Quite logically with each stacked narrative the contribution of each underlying narrative becomes a little more opaque. The MLQ article suggests an unproblematic, neat, and polished process of question-data-analysis-result. But it is only thanks to their open science like attitude that Underwood and Sellers grant us insight into the very process that led from data mongering and structuring through several iterations of analysis to a presentable result.
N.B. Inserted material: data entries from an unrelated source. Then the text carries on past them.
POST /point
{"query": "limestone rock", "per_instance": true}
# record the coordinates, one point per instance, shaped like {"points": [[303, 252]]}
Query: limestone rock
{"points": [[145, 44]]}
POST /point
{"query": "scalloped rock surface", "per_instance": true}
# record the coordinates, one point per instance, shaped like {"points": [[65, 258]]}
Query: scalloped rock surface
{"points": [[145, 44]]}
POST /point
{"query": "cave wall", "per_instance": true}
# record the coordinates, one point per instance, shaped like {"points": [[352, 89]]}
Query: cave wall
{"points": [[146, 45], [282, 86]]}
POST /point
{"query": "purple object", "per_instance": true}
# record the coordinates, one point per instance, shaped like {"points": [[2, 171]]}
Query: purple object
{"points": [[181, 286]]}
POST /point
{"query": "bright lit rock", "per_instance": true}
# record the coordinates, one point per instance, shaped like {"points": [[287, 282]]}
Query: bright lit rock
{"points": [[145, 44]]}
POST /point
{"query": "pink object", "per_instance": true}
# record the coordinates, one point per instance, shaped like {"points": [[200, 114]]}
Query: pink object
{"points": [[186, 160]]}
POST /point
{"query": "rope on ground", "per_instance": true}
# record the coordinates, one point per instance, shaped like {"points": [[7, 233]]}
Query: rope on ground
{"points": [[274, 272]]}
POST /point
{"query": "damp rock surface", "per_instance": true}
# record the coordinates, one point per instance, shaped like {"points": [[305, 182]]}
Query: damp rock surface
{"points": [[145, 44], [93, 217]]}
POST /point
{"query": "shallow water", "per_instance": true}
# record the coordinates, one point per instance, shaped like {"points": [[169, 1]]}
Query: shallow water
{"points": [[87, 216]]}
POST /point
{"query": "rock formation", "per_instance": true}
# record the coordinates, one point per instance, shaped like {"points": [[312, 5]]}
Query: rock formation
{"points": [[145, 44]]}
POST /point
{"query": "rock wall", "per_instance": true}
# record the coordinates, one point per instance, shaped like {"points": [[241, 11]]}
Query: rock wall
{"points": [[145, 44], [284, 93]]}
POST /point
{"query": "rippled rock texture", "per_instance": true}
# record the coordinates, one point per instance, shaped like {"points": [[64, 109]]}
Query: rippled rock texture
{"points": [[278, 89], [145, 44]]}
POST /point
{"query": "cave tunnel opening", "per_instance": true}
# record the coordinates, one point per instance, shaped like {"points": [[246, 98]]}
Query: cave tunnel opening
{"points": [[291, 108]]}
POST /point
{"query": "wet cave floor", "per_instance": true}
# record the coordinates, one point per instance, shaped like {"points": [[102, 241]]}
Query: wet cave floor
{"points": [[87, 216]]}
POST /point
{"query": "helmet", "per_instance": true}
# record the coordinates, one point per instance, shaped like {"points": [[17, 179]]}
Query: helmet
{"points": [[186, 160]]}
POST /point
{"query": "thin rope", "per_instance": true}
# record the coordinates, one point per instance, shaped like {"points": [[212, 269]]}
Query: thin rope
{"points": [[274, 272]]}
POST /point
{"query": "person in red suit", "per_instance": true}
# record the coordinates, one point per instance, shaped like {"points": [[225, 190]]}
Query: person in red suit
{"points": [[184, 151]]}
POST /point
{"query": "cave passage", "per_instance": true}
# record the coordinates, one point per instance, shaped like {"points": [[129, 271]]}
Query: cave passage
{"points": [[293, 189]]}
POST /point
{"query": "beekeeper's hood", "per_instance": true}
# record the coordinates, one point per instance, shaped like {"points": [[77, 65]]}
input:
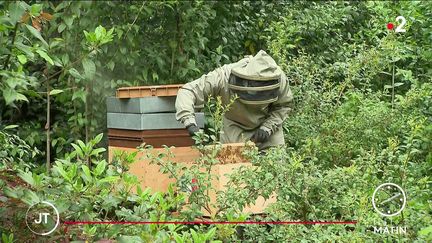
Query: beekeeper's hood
{"points": [[257, 81]]}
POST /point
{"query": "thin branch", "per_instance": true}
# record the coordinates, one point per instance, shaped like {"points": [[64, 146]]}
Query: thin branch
{"points": [[12, 44]]}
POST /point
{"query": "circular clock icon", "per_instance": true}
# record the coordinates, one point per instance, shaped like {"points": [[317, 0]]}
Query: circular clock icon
{"points": [[389, 199]]}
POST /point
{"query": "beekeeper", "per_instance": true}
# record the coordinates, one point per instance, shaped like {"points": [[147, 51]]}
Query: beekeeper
{"points": [[262, 104]]}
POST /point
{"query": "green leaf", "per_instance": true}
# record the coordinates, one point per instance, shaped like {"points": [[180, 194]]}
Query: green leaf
{"points": [[9, 95], [21, 97], [129, 239], [10, 127], [98, 151], [98, 138], [89, 68], [78, 150], [75, 73], [56, 91], [36, 9], [100, 168], [80, 94], [109, 179], [87, 172], [22, 59], [426, 231], [45, 56], [16, 10], [36, 34], [61, 27], [27, 177]]}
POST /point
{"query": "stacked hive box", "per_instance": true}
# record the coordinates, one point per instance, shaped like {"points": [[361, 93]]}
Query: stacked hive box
{"points": [[146, 114]]}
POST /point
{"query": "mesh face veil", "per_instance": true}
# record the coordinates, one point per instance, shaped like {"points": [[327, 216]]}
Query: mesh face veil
{"points": [[254, 92]]}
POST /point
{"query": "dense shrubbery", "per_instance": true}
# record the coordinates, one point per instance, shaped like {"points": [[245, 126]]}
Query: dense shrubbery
{"points": [[362, 114]]}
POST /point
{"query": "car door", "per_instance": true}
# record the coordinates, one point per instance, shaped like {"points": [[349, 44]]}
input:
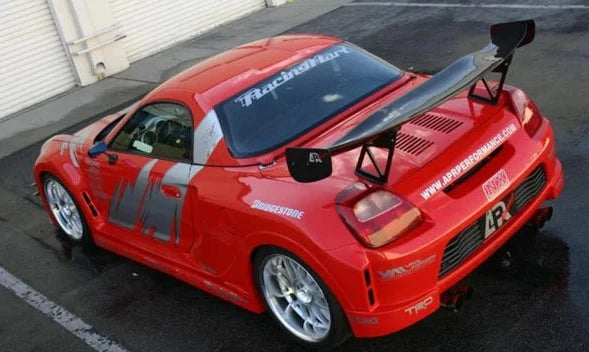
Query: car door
{"points": [[144, 192]]}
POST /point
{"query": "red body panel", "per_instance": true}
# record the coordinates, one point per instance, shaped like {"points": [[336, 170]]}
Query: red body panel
{"points": [[218, 227]]}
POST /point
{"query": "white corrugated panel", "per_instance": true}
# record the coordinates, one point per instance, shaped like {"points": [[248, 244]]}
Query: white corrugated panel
{"points": [[153, 25], [33, 64]]}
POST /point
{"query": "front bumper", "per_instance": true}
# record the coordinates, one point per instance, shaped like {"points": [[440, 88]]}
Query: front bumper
{"points": [[414, 278]]}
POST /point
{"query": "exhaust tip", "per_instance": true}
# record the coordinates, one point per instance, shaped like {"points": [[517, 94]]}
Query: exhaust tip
{"points": [[453, 302]]}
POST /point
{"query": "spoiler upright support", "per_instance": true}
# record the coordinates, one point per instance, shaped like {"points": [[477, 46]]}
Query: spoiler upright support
{"points": [[380, 129]]}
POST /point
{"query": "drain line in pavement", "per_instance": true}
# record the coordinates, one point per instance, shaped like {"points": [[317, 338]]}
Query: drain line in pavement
{"points": [[58, 314]]}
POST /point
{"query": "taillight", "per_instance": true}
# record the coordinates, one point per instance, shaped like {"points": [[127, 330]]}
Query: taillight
{"points": [[376, 217], [526, 110]]}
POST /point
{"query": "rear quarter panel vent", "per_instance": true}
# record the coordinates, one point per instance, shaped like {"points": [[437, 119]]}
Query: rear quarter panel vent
{"points": [[436, 122], [412, 144]]}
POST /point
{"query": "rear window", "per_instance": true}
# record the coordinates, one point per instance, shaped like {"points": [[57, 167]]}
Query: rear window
{"points": [[283, 107]]}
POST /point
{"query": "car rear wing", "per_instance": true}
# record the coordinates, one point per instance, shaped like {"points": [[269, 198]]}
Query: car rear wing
{"points": [[380, 129]]}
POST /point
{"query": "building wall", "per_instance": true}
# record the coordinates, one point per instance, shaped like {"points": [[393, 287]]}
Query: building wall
{"points": [[50, 46]]}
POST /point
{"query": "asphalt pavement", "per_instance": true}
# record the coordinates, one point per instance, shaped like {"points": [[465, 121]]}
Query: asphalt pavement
{"points": [[539, 303]]}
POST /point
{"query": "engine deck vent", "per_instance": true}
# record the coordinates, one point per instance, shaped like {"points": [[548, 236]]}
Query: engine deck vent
{"points": [[411, 144], [436, 122]]}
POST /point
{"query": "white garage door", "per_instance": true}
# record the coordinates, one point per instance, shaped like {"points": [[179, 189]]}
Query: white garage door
{"points": [[33, 63], [153, 25]]}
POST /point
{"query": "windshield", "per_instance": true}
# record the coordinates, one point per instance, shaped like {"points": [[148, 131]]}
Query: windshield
{"points": [[283, 107]]}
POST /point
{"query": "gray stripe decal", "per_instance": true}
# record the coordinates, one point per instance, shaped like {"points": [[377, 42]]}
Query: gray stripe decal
{"points": [[206, 137], [161, 213], [126, 199]]}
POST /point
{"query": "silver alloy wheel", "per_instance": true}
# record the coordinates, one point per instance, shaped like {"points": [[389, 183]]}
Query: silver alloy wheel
{"points": [[64, 209], [295, 298]]}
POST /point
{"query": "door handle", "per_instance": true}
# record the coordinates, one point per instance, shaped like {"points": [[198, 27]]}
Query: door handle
{"points": [[171, 191]]}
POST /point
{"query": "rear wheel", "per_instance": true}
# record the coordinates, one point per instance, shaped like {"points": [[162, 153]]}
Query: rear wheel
{"points": [[66, 212], [299, 301]]}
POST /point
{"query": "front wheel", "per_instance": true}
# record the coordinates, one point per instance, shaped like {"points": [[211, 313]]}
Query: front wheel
{"points": [[66, 212], [299, 301]]}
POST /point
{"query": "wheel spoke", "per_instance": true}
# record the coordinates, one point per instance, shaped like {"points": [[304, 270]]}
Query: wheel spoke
{"points": [[295, 298], [64, 209]]}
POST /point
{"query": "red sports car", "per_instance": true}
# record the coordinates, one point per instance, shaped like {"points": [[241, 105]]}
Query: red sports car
{"points": [[304, 176]]}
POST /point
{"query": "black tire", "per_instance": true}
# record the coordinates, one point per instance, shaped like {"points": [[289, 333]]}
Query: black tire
{"points": [[339, 330], [86, 240]]}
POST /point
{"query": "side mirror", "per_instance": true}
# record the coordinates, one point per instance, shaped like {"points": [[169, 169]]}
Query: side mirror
{"points": [[308, 165], [97, 149]]}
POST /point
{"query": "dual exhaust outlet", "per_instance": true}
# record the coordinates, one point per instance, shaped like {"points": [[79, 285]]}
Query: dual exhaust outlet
{"points": [[454, 298]]}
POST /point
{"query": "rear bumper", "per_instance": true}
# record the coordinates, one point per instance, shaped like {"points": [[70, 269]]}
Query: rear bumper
{"points": [[407, 307]]}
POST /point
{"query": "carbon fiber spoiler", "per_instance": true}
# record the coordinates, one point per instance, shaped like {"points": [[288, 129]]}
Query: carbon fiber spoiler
{"points": [[308, 165]]}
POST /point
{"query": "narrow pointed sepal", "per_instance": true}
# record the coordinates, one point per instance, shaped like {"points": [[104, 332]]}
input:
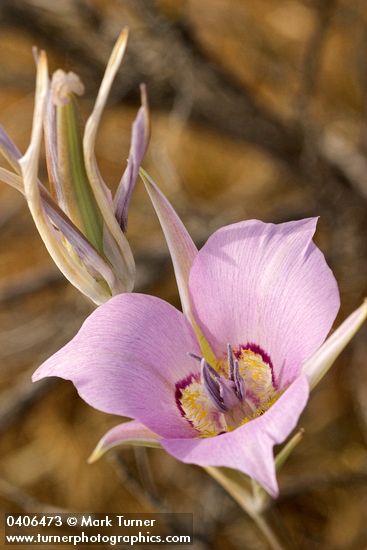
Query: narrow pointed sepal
{"points": [[128, 433], [139, 144], [71, 267], [317, 366], [115, 246], [179, 242]]}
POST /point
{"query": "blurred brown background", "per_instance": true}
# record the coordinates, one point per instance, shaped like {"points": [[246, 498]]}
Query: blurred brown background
{"points": [[259, 110]]}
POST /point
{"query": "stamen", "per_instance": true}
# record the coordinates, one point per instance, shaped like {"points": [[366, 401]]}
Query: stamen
{"points": [[230, 361], [210, 382], [227, 394], [238, 380], [194, 356]]}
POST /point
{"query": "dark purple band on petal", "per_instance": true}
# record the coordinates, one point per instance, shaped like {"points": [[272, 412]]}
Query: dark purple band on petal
{"points": [[264, 356]]}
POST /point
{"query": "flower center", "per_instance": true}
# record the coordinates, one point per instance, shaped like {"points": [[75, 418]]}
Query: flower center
{"points": [[239, 390]]}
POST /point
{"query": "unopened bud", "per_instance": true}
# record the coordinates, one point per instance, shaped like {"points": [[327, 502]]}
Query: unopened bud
{"points": [[63, 85]]}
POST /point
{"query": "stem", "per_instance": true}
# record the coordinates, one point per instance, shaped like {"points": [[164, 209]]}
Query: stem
{"points": [[244, 498]]}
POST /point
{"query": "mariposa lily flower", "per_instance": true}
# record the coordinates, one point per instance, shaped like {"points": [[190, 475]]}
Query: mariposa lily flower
{"points": [[223, 382], [82, 226]]}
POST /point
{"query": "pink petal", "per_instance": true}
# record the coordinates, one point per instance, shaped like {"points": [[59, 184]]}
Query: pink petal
{"points": [[250, 447], [265, 284], [128, 433], [126, 360]]}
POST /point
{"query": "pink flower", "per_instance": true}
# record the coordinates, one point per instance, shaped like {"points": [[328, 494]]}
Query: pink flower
{"points": [[223, 382]]}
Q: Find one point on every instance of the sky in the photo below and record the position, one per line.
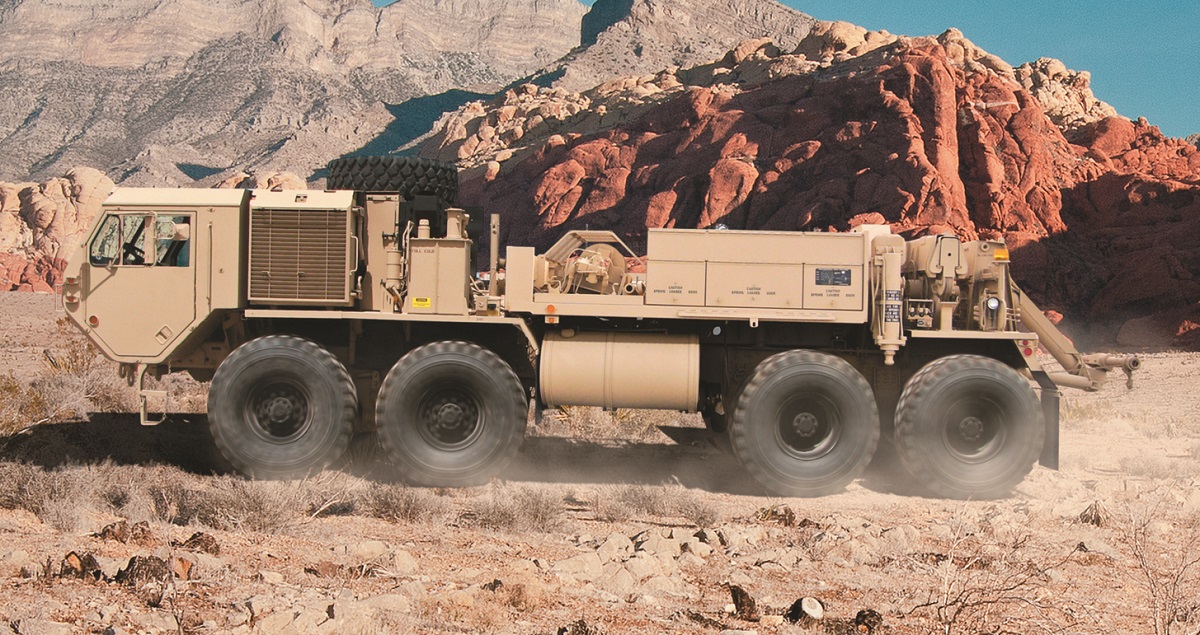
(1143, 57)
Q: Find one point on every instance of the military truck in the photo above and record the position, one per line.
(319, 313)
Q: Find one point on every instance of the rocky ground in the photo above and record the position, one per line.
(109, 527)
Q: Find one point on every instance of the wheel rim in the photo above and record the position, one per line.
(975, 429)
(280, 411)
(808, 426)
(449, 418)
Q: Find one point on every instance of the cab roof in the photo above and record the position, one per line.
(173, 197)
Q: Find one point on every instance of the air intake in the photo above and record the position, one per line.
(300, 257)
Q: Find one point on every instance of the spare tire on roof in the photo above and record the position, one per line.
(405, 174)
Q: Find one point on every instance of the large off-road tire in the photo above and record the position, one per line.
(405, 174)
(969, 427)
(281, 407)
(805, 424)
(451, 414)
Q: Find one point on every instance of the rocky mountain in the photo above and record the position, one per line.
(645, 36)
(172, 91)
(928, 135)
(803, 126)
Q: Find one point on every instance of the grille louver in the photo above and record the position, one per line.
(300, 257)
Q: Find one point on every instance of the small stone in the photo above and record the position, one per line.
(643, 567)
(403, 563)
(699, 547)
(621, 582)
(388, 601)
(616, 547)
(275, 622)
(586, 567)
(42, 627)
(367, 550)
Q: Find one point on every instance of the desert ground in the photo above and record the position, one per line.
(603, 525)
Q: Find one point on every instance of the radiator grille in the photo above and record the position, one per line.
(300, 256)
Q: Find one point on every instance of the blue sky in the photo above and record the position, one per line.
(1143, 55)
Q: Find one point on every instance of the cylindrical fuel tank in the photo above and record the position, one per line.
(621, 370)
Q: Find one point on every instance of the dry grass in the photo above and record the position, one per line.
(586, 423)
(517, 508)
(75, 382)
(976, 585)
(400, 503)
(64, 497)
(617, 503)
(1158, 467)
(1168, 564)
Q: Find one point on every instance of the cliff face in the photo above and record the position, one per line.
(928, 135)
(171, 91)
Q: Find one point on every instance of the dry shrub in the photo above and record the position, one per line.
(1167, 556)
(76, 381)
(526, 508)
(1157, 467)
(616, 503)
(442, 613)
(401, 503)
(234, 503)
(982, 586)
(695, 509)
(587, 423)
(607, 505)
(61, 498)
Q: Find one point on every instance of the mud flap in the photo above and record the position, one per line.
(1050, 412)
(144, 397)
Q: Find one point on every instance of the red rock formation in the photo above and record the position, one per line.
(912, 136)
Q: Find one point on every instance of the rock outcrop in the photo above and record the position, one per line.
(928, 135)
(1066, 95)
(42, 223)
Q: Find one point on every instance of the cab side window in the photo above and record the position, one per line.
(173, 238)
(106, 244)
(123, 240)
(133, 240)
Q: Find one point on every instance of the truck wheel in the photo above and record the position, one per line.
(281, 407)
(451, 414)
(805, 424)
(405, 174)
(969, 427)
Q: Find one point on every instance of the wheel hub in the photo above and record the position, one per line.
(805, 425)
(451, 419)
(971, 429)
(280, 409)
(450, 415)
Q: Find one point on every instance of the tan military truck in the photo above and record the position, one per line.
(317, 313)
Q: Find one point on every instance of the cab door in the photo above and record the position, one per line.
(141, 282)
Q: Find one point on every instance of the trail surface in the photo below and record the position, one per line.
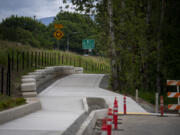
(62, 105)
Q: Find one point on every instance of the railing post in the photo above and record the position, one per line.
(137, 93)
(157, 102)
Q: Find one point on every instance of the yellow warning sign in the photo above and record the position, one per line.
(58, 26)
(58, 34)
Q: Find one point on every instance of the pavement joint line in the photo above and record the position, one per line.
(135, 113)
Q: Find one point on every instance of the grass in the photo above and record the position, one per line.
(10, 102)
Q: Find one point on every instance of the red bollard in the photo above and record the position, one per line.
(162, 106)
(115, 114)
(109, 126)
(109, 121)
(104, 129)
(124, 105)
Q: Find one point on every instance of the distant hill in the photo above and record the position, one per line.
(47, 20)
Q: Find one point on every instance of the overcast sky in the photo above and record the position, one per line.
(40, 8)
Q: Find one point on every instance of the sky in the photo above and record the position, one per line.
(39, 8)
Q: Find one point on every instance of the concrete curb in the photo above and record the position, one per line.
(19, 111)
(88, 125)
(149, 114)
(74, 127)
(85, 104)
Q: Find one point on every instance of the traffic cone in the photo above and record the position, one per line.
(124, 105)
(104, 129)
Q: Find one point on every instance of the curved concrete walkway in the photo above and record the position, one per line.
(62, 105)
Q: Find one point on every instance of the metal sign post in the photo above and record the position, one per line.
(178, 98)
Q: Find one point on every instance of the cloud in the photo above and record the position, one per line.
(40, 8)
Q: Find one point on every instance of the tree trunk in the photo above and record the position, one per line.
(114, 81)
(158, 79)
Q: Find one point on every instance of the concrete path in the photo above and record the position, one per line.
(62, 105)
(148, 125)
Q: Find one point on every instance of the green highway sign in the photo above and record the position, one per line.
(88, 44)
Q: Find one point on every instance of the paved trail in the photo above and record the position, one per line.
(148, 125)
(62, 105)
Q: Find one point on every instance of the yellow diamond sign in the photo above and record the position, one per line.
(58, 34)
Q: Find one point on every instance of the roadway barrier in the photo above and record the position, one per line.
(104, 129)
(115, 113)
(109, 121)
(162, 106)
(124, 105)
(174, 94)
(35, 79)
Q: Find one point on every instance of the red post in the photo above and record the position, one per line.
(124, 105)
(115, 114)
(162, 106)
(109, 121)
(104, 129)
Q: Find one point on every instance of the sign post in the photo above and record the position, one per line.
(88, 44)
(58, 34)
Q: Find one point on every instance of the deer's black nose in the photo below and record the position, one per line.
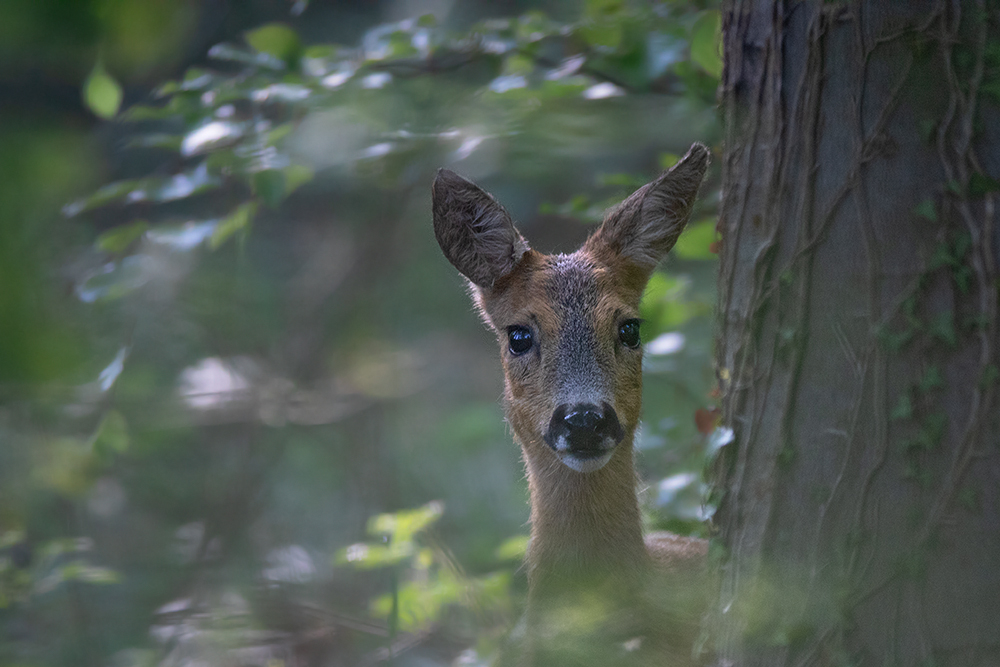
(584, 429)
Underwood and Sellers went through several iterations of refining their story. The Figshare contribution and the code give us much insight in what the real research looked like for which the MLQ article, in agreement with Jon Claerbout’s ideas (Buckheit and Donoho 1995), turns out to be a mere advertising of the underlying scholarship. In contrast to what we argue here—that data and code deserve more exposure and evaluation as being integral parts of a research narrative—we observed in the succession of narrative transformations that the aspect and contribution of code became not only more opaque with every stacked narrative, but vanished altogether from the MLQ article. This gap is not a fault of Underwood and Sellers, but rather deeply embedded in the practices and expectations of scholarly publishing.